Abstract
Objective. To determine the extent to which instruments that measure core outcome domains in acute gout fulfill the Outcome Measures in Rheumatology (OMERACT) filter requirements of truth, discrimination, and feasibility.
Methods. Patient-level data from 4 randomized controlled trials of agents designed to treat acute gout and 1 observational study of acute gout were analyzed. For each available measure, construct validity, test-retest reliability, within-group change using effect size, between-group change using the Kruskall-Wallis statistic, and repeated measures generalized estimating equations were assessed. Floor and ceiling effects were also assessed and minimal clinically important difference was estimated. These analyses were presented to participants at OMERACT 11 to help inform voting for possible endorsement.
Results. There was evidence for construct validity and discriminative ability for 3 measures of pain [0 to 4 Likert, 0 to 10 numeric rating scale (NRS), 0 to 100 mm visual analog scale (VAS)]. Likewise, there appears to be sufficient evidence for a 4-point Likert scale to possess construct validity and discriminative ability for physician assessment of joint swelling and joint tenderness.

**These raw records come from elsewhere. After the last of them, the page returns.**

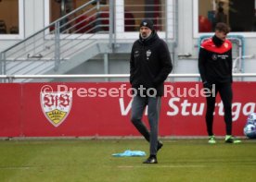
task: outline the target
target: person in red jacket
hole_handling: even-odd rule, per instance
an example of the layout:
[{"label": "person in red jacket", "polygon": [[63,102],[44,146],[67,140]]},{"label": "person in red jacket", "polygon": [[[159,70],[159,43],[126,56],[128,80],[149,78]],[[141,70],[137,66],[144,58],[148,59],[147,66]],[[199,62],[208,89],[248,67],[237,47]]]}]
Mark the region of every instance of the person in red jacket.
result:
[{"label": "person in red jacket", "polygon": [[225,23],[217,23],[213,37],[201,43],[198,56],[198,69],[203,87],[211,91],[206,97],[206,126],[209,143],[216,143],[212,131],[215,96],[220,93],[224,109],[225,142],[241,142],[232,136],[232,43],[226,39],[230,28]]}]

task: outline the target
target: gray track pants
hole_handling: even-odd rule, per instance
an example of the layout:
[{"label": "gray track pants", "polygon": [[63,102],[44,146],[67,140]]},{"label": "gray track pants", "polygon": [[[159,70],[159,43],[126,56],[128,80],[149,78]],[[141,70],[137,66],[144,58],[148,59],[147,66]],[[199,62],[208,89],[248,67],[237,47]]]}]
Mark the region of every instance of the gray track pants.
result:
[{"label": "gray track pants", "polygon": [[[147,105],[147,118],[150,132],[142,122],[143,112]],[[131,120],[144,138],[150,142],[150,154],[156,155],[158,150],[159,116],[160,110],[160,97],[134,97],[132,103]]]}]

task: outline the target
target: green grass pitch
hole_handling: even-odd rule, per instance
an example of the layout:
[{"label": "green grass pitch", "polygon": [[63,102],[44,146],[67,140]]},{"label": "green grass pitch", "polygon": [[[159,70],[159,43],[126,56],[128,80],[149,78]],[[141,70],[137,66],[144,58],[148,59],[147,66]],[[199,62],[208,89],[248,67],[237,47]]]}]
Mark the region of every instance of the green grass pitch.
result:
[{"label": "green grass pitch", "polygon": [[207,139],[164,139],[158,164],[146,157],[113,157],[148,143],[127,140],[0,140],[1,182],[256,181],[256,140],[217,144]]}]

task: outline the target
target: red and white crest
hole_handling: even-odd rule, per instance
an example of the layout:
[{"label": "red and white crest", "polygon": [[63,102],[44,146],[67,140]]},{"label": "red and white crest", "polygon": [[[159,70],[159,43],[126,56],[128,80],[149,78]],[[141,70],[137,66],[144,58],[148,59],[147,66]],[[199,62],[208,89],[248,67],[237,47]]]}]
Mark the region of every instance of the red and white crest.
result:
[{"label": "red and white crest", "polygon": [[47,120],[58,127],[70,114],[72,105],[71,91],[53,91],[49,85],[41,88],[40,102]]}]

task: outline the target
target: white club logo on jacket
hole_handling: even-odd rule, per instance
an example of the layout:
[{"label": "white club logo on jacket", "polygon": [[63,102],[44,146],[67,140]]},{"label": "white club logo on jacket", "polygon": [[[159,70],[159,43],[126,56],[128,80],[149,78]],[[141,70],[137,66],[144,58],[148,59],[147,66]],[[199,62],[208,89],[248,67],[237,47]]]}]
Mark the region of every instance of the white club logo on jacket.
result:
[{"label": "white club logo on jacket", "polygon": [[146,55],[147,55],[147,60],[148,60],[149,59],[149,56],[151,55],[151,51],[150,50],[147,50],[147,52],[146,52]]}]

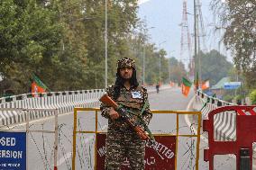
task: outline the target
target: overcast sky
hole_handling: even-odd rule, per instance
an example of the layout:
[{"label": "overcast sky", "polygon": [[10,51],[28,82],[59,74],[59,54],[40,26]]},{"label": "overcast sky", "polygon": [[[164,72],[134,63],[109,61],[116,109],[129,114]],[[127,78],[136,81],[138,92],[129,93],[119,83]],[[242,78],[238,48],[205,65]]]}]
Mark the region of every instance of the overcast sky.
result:
[{"label": "overcast sky", "polygon": [[[180,40],[181,27],[178,26],[182,21],[182,2],[183,0],[139,0],[139,17],[146,18],[149,34],[151,38],[151,41],[159,46],[160,43],[166,41],[160,45],[168,53],[168,57],[175,57],[180,58]],[[220,49],[224,55],[228,55],[223,45],[219,46],[218,41],[221,39],[222,32],[216,32],[215,26],[216,25],[213,12],[210,10],[211,0],[201,0],[201,9],[204,24],[206,30],[206,48],[208,49]],[[193,13],[193,1],[187,0],[187,12]],[[192,47],[193,44],[193,15],[187,15],[188,27],[191,34]],[[217,25],[216,25],[217,26]],[[192,49],[192,52],[193,52]],[[228,60],[232,60],[228,57]],[[186,62],[186,61],[185,61]]]}]

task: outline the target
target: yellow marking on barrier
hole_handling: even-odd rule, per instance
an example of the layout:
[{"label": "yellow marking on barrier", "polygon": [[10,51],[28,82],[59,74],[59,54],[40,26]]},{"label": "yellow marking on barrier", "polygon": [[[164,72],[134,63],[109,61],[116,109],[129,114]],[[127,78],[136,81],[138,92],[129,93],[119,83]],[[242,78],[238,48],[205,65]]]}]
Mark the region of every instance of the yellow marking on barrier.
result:
[{"label": "yellow marking on barrier", "polygon": [[[77,125],[78,125],[78,112],[81,111],[94,111],[96,114],[96,127],[95,131],[86,131],[86,130],[79,130],[77,131]],[[77,146],[77,134],[78,133],[105,133],[103,131],[98,131],[97,127],[97,113],[100,111],[99,108],[75,108],[74,109],[74,130],[73,130],[73,154],[72,154],[72,170],[76,169],[76,146]],[[199,146],[200,146],[200,128],[201,128],[201,112],[187,112],[187,111],[160,111],[160,110],[151,110],[151,112],[154,114],[176,114],[176,134],[168,134],[168,133],[161,133],[161,134],[154,134],[154,136],[176,136],[176,150],[175,150],[175,169],[177,170],[177,157],[178,157],[178,137],[197,137],[197,157],[196,157],[196,170],[198,170],[198,160],[199,160]],[[197,115],[197,135],[189,135],[189,134],[178,134],[178,126],[179,126],[179,115],[183,114],[193,114]],[[95,142],[95,166],[96,169],[96,138]]]}]

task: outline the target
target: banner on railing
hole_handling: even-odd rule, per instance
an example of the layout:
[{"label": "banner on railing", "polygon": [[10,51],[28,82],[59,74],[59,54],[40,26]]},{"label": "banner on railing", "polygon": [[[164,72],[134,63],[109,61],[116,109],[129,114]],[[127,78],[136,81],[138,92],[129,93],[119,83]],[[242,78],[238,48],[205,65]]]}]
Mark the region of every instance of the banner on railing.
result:
[{"label": "banner on railing", "polygon": [[[146,143],[145,169],[175,169],[175,136],[155,136],[156,142]],[[96,169],[104,169],[105,156],[105,134],[96,134]],[[122,165],[122,170],[128,170],[130,164],[125,158]]]}]

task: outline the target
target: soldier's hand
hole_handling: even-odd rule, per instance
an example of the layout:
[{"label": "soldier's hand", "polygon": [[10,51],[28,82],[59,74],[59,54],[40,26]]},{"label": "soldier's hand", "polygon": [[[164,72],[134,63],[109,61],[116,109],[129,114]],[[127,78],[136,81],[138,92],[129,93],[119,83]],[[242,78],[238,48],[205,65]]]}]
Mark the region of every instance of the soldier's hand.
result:
[{"label": "soldier's hand", "polygon": [[109,116],[112,120],[116,120],[119,118],[119,114],[113,107],[110,108],[109,110]]}]

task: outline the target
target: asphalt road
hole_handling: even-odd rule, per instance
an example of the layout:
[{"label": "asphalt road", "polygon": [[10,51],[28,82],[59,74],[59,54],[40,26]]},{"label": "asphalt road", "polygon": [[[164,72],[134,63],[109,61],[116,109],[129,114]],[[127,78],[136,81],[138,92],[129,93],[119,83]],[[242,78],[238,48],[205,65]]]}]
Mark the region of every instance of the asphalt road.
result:
[{"label": "asphalt road", "polygon": [[[149,100],[151,110],[174,110],[185,111],[189,101],[193,97],[190,93],[186,98],[181,94],[180,88],[160,89],[160,94],[151,93]],[[78,113],[78,130],[94,130],[95,113]],[[85,112],[84,112],[85,113]],[[43,121],[31,123],[31,130],[53,130],[53,119],[48,118]],[[72,158],[72,133],[73,133],[73,113],[67,113],[59,117],[59,154],[58,169],[71,169]],[[20,126],[14,129],[21,129]],[[98,116],[98,129],[105,131],[106,120]],[[153,133],[171,133],[176,132],[176,115],[154,114],[151,121],[150,129]],[[192,134],[185,117],[179,116],[179,132],[182,134]],[[53,169],[53,141],[54,135],[49,133],[30,133],[28,149],[28,169],[50,170]],[[95,138],[92,134],[78,135],[77,138],[77,158],[76,169],[93,169],[94,165],[94,142]],[[195,169],[196,157],[196,138],[179,138],[178,152],[178,170]],[[204,140],[200,145],[200,162],[199,169],[208,169],[207,163],[203,161],[203,149],[207,147]],[[90,153],[90,154],[89,154]],[[234,159],[230,157],[220,157],[216,160],[216,169],[232,170]]]}]

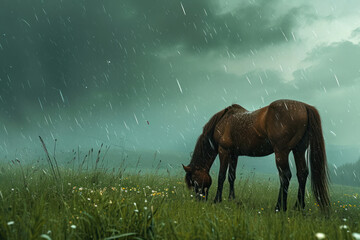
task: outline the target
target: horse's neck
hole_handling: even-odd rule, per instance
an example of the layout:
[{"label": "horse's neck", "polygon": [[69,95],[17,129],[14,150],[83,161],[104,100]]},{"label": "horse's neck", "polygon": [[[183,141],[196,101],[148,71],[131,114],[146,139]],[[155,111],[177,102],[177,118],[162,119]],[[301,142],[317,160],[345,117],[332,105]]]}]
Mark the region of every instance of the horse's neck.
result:
[{"label": "horse's neck", "polygon": [[194,168],[210,171],[217,155],[217,146],[214,146],[206,136],[201,135],[196,143],[190,165]]},{"label": "horse's neck", "polygon": [[191,161],[190,165],[195,169],[204,169],[206,172],[210,171],[217,154],[203,158],[203,160]]}]

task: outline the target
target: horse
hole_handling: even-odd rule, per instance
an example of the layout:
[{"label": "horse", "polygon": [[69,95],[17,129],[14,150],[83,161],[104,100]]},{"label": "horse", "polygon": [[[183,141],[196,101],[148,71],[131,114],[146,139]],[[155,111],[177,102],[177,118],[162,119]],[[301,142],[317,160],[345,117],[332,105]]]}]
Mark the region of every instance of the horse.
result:
[{"label": "horse", "polygon": [[[305,153],[308,150],[306,160]],[[228,171],[229,199],[235,198],[234,181],[238,156],[275,153],[280,190],[275,211],[287,210],[291,179],[288,156],[292,151],[299,182],[295,209],[305,208],[305,185],[311,169],[311,187],[321,210],[328,209],[329,174],[320,115],[311,105],[294,100],[277,100],[256,111],[233,104],[216,113],[197,139],[190,164],[183,165],[185,182],[197,196],[208,199],[212,183],[210,168],[219,154],[220,170],[214,202],[221,202]]]}]

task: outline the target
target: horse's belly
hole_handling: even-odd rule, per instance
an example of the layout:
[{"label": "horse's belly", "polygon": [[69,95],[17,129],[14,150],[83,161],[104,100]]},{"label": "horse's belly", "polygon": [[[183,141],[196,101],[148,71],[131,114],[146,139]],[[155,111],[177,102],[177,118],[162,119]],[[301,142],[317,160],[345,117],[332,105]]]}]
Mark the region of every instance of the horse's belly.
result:
[{"label": "horse's belly", "polygon": [[252,157],[262,157],[272,154],[274,149],[268,139],[257,139],[249,142],[249,144],[243,144],[238,147],[239,155],[246,155]]}]

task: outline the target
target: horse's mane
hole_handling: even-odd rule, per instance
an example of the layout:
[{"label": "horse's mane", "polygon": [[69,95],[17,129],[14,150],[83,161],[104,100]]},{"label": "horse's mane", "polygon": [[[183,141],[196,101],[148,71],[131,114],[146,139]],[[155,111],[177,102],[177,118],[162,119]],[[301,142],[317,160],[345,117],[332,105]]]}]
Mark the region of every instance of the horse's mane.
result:
[{"label": "horse's mane", "polygon": [[212,157],[215,158],[218,152],[217,144],[213,141],[215,126],[231,107],[232,106],[229,106],[216,113],[205,124],[202,134],[196,141],[195,149],[191,156],[191,168],[206,167],[208,160]]}]

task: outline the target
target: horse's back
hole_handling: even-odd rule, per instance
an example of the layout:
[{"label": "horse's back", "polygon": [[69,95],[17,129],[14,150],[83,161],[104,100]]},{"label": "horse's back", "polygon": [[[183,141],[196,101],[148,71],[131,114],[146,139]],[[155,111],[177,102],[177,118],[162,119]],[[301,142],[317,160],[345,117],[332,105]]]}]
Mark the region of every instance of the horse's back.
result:
[{"label": "horse's back", "polygon": [[293,149],[304,136],[307,124],[305,103],[277,100],[268,106],[265,129],[275,149]]}]

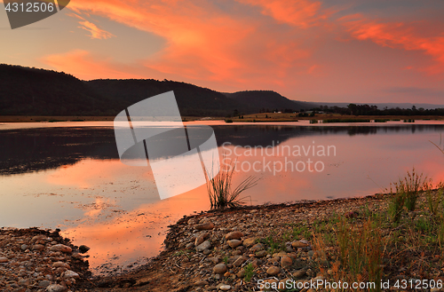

There was some evidence for construct validity and within-group discriminative ability for the Health Assessment Questionnaire as a measure of activity limitations, but not for discrimination between groups allocated to different treatment.
Conclusion. There is sufficient evidence to support measures of pain (using Likert, NRS, or VAS), joint tenderness, and swelling (using Likert scale) as fulfilling the requirements of the OMERACT filter. Further research on a measure of activity limitations in acute gout clinical trials is required.
At the 11th Outcome Measures in Rheumatology (OMERACT) meeting, held in May 2012, the focus of the Gout Module was to obtain endorsement of specific instruments that measure each of the 5 core domains identified at OMERACT 9 as key outcomes in acute gout trials1. To assist participants in determining whether specific instruments met the OMERACT filter of truth, discrimination, and feasibility necessary for adequate technical performance of outcome instruments, we aimed to calculate the key psychometric properties from recent trials or observational studies of acute gout.
MATERIALS AND METHODS
Patient-level data were generously provided by Merck Sharp & Dohme Corp. (MSD), Novartis, Pfizer, and Regeneron concerning 4 trials of treatment with etoricoxib, canakinumab, celecoxib, and rilonacept, respectively. Treatment allocation was not made available for the canakinumab study (Novartis) because trial results were in publication at the time of this analysis2; nor for the etoricoxib (MSD) dataset. In addition, data from a small observational cohort study of acute gout was provided by Professor Keith Rome (Auckland University of Technology)3. The key characteristics of each study are shown in Table 1 and 2. Note that all studies were active-controlled, although the celecoxib study included an arm with a lower than recommended dose of celecoxib. These studies were pragmatically selected on the basis of availability of patient-level data with which to perform secondary analysis, studies with drugs of different biological mechanisms, and studies of both randomized controlled trials (RCT) and longitudinal observational studies. A systematic review of published trials of acute gout was performed separately and is reported in a companion article4.
Each of the included studies had previously received ethical approval from appropriate ethical review board, and provision of patient-level data to the authors was within the permission given by patients at informed consent.
Construct validity, or the extent to which the instrument was closely associated with similar concepts and not closely associated with dissimilar concepts, was assessed using Spearman correlation coefficients between each instrument measured at the baseline timepoint. Floor and ceiling effects were calculated as the percentage of participants scoring the minimum and maximum possible at baseline and final visit. Within-group discrimination was assessed within each study by pooling the change scores of each instrument and calculating the effect size (ES). Between-group discrimination was assessed by calculating the Kruskal-Wallis statistic for the difference between the final reported value of each measure across treatment arms. Within- and between-group change was also assessed using repeated measures generalized estimating equations with ordinal regression to maximize information available from multiple timepoints (for example, pain was measured at several timepoints).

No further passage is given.